A galaxy that is just emerging from hiding may be one of the youngest ever discovered, offering a potential portal to the secrets of the early universe. Aptly named “Peekaboo,” the galaxy moved from behind a bright star (from our perspective) only within the past 50 to 100 years. But it's not just the galaxy's relatively recent appearance that has astronomers excited. In results published in Monthly Notices of the Royal Astronomical Society, scientists report that Peekaboo appears to have a significant lack of old stars. The new measurements suggest the dwarf galaxy may have formed billions of years after the big bang—much later than other galaxies close to ours.

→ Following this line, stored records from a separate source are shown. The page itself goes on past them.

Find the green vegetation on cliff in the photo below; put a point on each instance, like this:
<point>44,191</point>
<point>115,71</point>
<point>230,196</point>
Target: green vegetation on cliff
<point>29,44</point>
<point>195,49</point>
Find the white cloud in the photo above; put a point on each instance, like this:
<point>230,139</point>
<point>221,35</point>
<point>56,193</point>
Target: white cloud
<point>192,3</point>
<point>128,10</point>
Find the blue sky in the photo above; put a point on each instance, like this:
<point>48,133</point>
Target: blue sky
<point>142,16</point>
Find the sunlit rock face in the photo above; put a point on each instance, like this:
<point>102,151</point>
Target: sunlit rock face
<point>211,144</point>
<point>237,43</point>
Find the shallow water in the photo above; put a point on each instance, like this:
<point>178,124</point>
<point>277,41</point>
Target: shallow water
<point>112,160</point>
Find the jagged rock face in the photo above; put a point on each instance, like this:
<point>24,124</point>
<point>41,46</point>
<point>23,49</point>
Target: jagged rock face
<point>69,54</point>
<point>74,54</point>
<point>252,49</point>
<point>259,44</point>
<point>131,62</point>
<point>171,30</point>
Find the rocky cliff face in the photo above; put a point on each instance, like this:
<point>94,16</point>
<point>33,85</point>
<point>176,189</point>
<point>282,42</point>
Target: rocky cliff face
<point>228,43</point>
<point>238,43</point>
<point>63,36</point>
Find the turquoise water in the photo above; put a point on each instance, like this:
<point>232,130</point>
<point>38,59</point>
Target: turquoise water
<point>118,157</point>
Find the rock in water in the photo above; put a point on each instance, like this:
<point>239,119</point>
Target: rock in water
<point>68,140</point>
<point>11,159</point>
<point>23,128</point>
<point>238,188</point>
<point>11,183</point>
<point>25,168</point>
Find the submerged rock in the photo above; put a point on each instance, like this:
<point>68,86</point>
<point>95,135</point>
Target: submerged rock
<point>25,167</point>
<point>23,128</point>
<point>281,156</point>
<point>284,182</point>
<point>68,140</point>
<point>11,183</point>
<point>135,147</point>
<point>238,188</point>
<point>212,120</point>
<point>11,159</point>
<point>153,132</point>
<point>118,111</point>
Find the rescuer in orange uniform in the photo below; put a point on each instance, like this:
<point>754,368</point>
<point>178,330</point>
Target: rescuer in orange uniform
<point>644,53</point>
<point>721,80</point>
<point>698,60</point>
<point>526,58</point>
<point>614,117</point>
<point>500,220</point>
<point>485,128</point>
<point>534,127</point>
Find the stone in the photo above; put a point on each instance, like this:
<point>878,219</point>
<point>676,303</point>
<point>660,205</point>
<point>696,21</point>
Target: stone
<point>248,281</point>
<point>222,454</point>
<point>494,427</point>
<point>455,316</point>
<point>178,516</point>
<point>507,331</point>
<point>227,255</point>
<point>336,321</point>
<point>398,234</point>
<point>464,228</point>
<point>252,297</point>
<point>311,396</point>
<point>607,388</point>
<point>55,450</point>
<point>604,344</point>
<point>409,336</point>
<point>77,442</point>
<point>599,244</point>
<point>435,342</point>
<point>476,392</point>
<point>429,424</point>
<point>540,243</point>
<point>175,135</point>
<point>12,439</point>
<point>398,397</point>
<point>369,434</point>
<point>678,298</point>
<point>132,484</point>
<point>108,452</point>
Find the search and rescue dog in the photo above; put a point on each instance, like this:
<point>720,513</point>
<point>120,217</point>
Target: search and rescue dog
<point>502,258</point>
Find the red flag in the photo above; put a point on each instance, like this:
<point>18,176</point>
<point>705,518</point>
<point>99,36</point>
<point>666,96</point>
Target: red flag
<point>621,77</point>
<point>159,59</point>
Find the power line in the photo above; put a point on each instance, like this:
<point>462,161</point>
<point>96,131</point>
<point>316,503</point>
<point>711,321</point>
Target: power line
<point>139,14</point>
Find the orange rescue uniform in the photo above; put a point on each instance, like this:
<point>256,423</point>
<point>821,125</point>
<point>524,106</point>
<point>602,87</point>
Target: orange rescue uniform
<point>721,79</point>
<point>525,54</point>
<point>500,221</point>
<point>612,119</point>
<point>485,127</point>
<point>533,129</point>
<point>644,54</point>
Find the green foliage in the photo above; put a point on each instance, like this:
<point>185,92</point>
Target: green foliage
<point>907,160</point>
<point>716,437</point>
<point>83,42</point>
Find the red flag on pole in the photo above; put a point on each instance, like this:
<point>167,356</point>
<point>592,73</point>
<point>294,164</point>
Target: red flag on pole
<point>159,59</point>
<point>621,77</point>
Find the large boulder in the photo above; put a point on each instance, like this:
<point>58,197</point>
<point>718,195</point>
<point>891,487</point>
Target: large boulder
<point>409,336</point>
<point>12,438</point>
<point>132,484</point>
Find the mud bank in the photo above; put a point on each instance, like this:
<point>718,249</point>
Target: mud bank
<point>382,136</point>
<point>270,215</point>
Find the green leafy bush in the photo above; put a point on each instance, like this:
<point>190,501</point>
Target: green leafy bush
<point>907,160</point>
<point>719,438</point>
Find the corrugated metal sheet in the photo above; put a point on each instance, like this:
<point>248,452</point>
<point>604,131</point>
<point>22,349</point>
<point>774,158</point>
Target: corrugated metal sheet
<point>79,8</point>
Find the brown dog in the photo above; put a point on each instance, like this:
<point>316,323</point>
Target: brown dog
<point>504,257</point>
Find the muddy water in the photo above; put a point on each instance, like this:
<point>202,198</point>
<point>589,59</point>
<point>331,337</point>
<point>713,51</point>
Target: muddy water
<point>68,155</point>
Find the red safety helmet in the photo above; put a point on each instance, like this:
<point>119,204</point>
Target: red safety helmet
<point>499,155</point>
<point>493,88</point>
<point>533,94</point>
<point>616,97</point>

“Pretty much every galaxy in the nearby universe has very, very old stars dating back to shortly after the big bang,” says Gagandeep Anand, an astronomer at the Space Telescope Science Institute and co-author of the new study. As stars age, they create heavier elements, including metals. Peekaboo is one of just three comparatively nearby galaxies that astronomers have found to be extremely metal-poor—and at 22 million light-years away, it's by far the closest, making it favorable for further study.
Astronomers first spotted a hint of the Peekaboo galaxy in 2001 during an all-sky survey, but the glare of a closer star largely obscured it from additional scrutiny. High-quality images taken by the Hubble Space Telescope in 2020 confirmed the partially hidden object to be a dwarf galaxy, and later optical observations revealed a lack of elements heavier than hydrogen and helium—suggesting that Peekaboo's conditions could mimic those of galaxies in the early universe.
Researchers don't yet know whether Peekaboo's metal-poor state definitively indicates its age. “There are other possibilities to consider as well,” says Rutgers University astrophysicist Kristen McQuinn, who was not involved in the new study. One alternative possibility she suggests is that Peekaboo, as a dwarf galaxy, has a relatively weak gravitational pull that allowed its heavy metals to be expelled by galactic winds.
Current measurements don't suggest that the galaxy has any stars older than two billion or three billion years, but Anand notes that follow-up observations, perhaps with the ultrapowerful James Webb Space Telescope, would allow the researchers to search for fainter stars as old as 13 billion years. If found, such stars would call Peekaboo's youth into question.
But if the Peekaboo galaxy is as young as the researchers think it could be, it would be one of the best laboratories available to study the way the universe was closer to the big bang. Researchers could come away with a better understanding of the physics of gas cooling and star formation in an environment like the early universe, McQuinn says.